According to the study, the top reasons employees push hard in their jobs are the desire to build a better life for themselves and their loved ones (58 percent), achieving a sense of accomplishment (53 percent), and earning more income (50 percent).

Across all three countries, 16-24-year-olds tend to be motivated by the “fear of not being able to do as well as my peers,” with 30 percent in Singapore, 20 percent in the Philippines, and 11 percent in Indonesia indicating so.

As a result, 50 percent of employees across the region have reported feeling burnt out from work at least a few times a month, with 41 percent “often” or “always” feeling as though they cannot stop thinking about work.

Insights from the study show that on average, Singapore employees spend less than or as much time at work as their regional counterparts, but report the lowest levels of engagement and job satisfaction.

In Singapore, just 42 percent of talent reported high engagement at work (having indicated a score of eight or higher on a scale of 1 to 10), compared to 52 percent of Indonesian employees and 56 percent of Filipino employees.

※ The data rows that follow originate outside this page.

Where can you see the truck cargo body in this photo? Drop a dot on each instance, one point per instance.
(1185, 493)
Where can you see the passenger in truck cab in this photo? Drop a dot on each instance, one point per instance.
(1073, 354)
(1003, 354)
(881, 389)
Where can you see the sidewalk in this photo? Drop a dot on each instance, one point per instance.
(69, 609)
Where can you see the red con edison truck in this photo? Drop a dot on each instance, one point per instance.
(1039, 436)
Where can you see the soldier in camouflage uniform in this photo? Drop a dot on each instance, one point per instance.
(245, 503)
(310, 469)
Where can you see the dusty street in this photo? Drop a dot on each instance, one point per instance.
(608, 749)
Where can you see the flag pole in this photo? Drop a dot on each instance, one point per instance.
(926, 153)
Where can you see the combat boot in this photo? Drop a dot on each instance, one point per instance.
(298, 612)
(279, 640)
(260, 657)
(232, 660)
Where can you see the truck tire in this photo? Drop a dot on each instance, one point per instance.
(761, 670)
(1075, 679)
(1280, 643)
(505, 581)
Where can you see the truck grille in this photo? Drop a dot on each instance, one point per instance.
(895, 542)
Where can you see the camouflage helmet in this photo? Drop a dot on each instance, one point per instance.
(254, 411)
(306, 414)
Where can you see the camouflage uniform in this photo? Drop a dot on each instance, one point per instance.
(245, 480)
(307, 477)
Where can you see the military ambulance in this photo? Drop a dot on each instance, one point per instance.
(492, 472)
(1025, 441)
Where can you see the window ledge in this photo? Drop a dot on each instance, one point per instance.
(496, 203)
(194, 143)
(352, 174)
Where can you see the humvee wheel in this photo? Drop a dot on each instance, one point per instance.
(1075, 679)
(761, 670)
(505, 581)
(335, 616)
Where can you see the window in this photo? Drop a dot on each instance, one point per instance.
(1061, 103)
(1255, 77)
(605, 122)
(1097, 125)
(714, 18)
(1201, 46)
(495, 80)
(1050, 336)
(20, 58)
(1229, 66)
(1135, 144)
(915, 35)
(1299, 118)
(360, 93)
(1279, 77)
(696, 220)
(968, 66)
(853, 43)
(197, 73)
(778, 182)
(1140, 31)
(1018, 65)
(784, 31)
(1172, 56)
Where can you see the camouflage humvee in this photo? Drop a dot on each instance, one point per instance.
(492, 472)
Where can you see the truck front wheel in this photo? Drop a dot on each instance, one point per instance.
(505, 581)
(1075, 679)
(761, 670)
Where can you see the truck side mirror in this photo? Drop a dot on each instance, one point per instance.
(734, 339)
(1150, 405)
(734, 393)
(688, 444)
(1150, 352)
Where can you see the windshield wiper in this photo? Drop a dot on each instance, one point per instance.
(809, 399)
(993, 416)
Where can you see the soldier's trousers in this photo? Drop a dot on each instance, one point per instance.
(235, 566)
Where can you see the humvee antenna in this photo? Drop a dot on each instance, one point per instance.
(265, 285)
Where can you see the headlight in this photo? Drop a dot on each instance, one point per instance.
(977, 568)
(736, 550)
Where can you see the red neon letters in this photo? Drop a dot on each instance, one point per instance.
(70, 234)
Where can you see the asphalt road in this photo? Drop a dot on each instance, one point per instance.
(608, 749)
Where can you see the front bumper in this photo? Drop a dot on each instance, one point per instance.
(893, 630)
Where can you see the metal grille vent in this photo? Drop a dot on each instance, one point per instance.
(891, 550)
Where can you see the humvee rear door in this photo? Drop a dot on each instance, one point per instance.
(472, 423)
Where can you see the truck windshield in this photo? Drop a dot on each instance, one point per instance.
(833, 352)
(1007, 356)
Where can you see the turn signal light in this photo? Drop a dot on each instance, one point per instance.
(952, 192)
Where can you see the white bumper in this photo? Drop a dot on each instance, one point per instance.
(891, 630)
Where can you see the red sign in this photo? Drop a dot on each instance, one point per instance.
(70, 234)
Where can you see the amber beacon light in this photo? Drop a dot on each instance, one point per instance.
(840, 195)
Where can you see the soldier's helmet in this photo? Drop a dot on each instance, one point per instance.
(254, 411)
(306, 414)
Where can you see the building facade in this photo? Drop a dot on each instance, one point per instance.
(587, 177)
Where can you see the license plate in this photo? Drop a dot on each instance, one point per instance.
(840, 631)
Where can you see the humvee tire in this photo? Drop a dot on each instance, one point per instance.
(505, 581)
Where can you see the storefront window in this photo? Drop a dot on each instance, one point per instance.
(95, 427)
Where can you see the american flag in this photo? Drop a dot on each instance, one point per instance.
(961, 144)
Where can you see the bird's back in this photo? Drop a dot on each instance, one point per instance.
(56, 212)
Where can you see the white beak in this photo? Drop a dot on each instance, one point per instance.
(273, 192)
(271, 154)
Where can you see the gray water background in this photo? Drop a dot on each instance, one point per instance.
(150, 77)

17% dissatisfied with work

At the same time, 26 percent of Singaporeans employees are dissatisfied with their job, compared to 15 percent in Indonesia and 17 percent in the Philippines.

Even more worrying, half (52 percent) of Singapore employees report having poor quality of life, compared to 37 percent and 36 percent in Indonesia and the Philippines respectively. This also translates into poor sleep, with 30 percent of Singaporeans admitting to poor sleep quality (having indicated a score of 4 or below on a scale of 0 to 10), compared to 19 percent of Indonesian employees and 16 percent of Filipino employees.

“The report is the first step to gain a deeper understanding of hustle culture and its impact on our local and regional communities. We aim to tackle ongoing challenges with workplace fatigue, burnout, and employee mental health,” Theodoric Chew, Co-founder and CEO of Intellect, said.

While companies may be hesitant to invest in more robust wellbeing initiatives such as coaching or counseling, it is a necessary step in building workforce mental resilience, in line with the Singapore government’s goal to improve employment support for those with mental health conditions.”

“Interestingly, we ran a similar study in 2020 among 2,000+ Singaporeans, where we found that 52 percent of 16 to 24 year-olds actually embraced the idea of hustle culture, and working as hard as possible to advance one’s career,” Stephen Tracy, COO of Milieu Insight, said.

“The data highlights just how important it is for employees to be mindful of their work-life balance, and for employers to cultivate positive and balanced working environments.”